This week The Hague, Netherlands, hosted a meeting to discuss the future of Afghanistan. Attendees included representatives from 73 nations, 11 international organizations and several observers from non-governmental organizations.
This meeting was very important and we at the UUA applaud the use of multi-lateral discussions and diplomacy to find a speedy and responsible end to the war in Afghanistan.
The UUA also approves of the United States and Iran joining together in dialogue over this cause. Iran has become an important ally in the wars in Iraq and Afghanistan. At this meeting, Iran has agreed to strengthen its control of the Afghani/Iranian border to prevent the opiate and heroin trade.
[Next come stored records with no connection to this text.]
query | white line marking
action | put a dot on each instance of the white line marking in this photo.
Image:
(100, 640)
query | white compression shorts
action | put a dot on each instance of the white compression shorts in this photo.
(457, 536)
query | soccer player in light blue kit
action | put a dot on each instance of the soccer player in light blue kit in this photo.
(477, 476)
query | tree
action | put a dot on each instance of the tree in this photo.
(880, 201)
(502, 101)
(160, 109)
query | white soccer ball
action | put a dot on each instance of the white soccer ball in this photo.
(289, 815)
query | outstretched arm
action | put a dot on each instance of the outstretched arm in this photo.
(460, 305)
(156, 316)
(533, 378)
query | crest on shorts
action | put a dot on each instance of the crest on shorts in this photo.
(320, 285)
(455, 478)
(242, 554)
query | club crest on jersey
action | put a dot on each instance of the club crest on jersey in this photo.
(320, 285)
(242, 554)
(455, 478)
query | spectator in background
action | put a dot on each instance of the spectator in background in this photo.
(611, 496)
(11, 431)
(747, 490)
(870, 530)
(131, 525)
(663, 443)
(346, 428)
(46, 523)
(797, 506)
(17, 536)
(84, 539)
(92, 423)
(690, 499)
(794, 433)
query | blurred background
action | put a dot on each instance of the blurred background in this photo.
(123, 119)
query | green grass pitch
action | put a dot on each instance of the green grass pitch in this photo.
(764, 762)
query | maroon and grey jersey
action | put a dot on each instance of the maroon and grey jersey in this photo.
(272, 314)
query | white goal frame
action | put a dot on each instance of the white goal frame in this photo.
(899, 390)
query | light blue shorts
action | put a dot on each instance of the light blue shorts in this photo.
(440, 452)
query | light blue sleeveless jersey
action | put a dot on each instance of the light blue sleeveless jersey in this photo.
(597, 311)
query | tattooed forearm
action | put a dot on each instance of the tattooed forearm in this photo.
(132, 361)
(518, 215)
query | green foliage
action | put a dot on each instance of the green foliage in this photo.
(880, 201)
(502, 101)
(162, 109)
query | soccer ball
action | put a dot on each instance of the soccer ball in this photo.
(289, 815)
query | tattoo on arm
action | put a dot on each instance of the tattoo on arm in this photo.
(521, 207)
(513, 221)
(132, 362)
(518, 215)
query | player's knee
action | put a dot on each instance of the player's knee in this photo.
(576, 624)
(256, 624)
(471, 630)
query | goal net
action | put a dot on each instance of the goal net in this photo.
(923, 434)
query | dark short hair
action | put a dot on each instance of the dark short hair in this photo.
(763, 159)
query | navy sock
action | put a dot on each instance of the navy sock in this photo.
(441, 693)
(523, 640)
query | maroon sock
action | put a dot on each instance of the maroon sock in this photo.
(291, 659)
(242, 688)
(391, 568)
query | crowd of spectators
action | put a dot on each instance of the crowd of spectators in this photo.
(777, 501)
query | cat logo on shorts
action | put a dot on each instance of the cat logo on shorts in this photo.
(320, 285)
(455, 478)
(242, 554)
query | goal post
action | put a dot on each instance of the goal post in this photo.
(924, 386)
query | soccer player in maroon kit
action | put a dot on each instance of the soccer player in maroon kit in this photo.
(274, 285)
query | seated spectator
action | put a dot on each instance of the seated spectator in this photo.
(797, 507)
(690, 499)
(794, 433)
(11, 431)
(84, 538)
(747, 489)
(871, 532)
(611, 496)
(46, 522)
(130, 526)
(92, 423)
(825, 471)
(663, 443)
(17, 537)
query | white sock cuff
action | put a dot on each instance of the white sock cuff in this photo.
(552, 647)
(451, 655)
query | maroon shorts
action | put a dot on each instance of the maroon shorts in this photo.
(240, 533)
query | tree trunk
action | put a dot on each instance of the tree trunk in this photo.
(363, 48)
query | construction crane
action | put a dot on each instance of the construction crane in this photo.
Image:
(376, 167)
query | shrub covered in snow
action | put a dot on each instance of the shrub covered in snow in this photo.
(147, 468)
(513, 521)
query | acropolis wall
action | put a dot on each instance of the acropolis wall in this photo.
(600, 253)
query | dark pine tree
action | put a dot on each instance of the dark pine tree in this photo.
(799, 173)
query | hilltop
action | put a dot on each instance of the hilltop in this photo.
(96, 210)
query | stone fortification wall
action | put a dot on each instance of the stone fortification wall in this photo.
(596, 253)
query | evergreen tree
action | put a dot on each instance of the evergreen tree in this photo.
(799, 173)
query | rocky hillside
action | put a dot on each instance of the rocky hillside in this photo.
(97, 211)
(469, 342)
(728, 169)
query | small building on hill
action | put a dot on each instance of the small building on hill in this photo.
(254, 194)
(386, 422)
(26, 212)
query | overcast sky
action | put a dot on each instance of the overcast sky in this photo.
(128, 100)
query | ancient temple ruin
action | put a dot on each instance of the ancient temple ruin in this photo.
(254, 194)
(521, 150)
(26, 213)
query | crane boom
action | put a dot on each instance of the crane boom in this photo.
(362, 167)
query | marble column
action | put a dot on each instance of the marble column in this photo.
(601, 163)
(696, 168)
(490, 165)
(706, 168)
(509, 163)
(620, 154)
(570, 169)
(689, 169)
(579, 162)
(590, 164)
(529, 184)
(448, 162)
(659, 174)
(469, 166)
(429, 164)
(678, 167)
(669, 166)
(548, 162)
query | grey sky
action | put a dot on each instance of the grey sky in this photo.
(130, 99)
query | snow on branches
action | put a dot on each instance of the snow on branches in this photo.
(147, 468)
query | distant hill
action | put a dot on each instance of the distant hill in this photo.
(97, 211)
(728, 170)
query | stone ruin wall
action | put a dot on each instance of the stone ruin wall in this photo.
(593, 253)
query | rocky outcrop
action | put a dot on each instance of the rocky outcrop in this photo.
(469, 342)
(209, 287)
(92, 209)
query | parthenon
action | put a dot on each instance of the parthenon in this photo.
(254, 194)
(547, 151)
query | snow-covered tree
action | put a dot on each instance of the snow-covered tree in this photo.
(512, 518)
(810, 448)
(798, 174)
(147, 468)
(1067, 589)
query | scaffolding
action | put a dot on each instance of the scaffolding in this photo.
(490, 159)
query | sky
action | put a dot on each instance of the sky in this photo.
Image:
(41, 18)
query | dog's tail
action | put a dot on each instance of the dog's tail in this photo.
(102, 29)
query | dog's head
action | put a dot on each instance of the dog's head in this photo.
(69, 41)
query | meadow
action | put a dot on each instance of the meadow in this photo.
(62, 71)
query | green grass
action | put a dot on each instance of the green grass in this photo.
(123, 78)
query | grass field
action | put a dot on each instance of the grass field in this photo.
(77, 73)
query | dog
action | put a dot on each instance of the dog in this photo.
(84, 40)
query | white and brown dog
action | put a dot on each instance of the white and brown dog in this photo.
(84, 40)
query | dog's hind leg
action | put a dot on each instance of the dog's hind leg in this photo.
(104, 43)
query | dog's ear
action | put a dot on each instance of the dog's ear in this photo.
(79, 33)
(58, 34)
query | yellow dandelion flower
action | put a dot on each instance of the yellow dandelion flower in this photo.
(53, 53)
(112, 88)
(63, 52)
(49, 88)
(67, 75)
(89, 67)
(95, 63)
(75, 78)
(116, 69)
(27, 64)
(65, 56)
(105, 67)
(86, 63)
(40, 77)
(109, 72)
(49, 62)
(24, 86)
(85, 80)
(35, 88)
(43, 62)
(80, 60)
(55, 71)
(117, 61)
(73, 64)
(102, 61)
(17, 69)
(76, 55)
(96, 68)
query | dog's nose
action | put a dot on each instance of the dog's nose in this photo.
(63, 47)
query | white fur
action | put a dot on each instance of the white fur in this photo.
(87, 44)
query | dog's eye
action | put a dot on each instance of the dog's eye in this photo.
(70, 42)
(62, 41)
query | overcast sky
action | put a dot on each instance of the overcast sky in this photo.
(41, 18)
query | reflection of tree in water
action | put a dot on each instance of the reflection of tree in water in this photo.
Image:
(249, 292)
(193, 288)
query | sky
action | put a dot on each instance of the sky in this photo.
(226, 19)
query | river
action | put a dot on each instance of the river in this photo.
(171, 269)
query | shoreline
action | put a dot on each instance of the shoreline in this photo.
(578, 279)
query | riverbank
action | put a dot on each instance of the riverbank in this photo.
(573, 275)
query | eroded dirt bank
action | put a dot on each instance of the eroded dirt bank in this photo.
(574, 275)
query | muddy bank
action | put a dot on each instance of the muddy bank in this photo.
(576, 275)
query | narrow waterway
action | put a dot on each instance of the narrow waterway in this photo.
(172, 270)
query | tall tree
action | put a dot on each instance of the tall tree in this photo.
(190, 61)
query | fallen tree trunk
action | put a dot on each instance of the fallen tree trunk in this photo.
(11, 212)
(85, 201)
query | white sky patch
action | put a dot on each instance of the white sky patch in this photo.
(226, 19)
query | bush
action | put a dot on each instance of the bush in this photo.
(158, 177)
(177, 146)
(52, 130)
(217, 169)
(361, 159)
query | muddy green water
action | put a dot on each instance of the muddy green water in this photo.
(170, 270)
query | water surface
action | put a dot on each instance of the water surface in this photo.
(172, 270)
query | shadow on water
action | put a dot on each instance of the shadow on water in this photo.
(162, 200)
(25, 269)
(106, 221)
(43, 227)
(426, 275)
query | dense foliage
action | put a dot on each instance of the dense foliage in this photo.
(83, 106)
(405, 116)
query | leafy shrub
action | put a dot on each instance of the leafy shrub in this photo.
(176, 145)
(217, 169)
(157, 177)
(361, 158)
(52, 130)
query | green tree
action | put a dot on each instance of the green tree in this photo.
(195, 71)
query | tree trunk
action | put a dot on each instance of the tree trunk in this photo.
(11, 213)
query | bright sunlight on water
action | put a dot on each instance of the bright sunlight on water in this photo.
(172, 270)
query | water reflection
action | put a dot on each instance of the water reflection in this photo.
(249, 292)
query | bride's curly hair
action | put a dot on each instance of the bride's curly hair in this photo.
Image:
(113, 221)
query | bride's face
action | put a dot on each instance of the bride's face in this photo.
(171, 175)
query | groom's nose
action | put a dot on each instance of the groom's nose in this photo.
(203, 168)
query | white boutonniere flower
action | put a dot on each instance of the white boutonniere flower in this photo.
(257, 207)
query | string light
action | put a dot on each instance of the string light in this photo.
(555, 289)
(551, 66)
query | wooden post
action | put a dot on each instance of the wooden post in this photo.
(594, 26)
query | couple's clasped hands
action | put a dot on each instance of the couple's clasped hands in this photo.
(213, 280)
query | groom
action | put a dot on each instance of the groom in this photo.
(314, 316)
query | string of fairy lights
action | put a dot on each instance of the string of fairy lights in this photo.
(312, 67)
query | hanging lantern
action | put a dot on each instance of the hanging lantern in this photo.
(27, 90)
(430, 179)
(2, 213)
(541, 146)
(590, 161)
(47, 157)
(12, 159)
Reports indicate that the U.S. Envoy to South Asia, Richard Holbrooke, shared a short conversation with the Iranian Deputy Foreign Minister, Mehdi Akhundzadeh. If this is true, this would signal a monumental shift in U.S. foreign policy with Iran. In previous years, Iranian and American officials never spoke with one another. A mending of relations between the United States and Iran after a thirty year rift is crucial to the progress and security of the Middle East. Secretary of State Hilary Clinton said the meeting between Akhundzadeh and Holbrooke was “cordial” but “unsubstantive.”
However, today the Iranian government denied any such meeting happened. While Iran is committed to working alongside the United States to bring peace to Iraq and Afghanistan, Iranian officials refuse to meet directly with American officials.
We encourage the Obama Administration to continue working with Iran and opening up relations between the two countries. As one of its legislative objectives for the 111th Congress and the Obama Administration, the UUA calls on the government to “…prevent armed conflict with Iran, through multilateral diplomatic engagement.”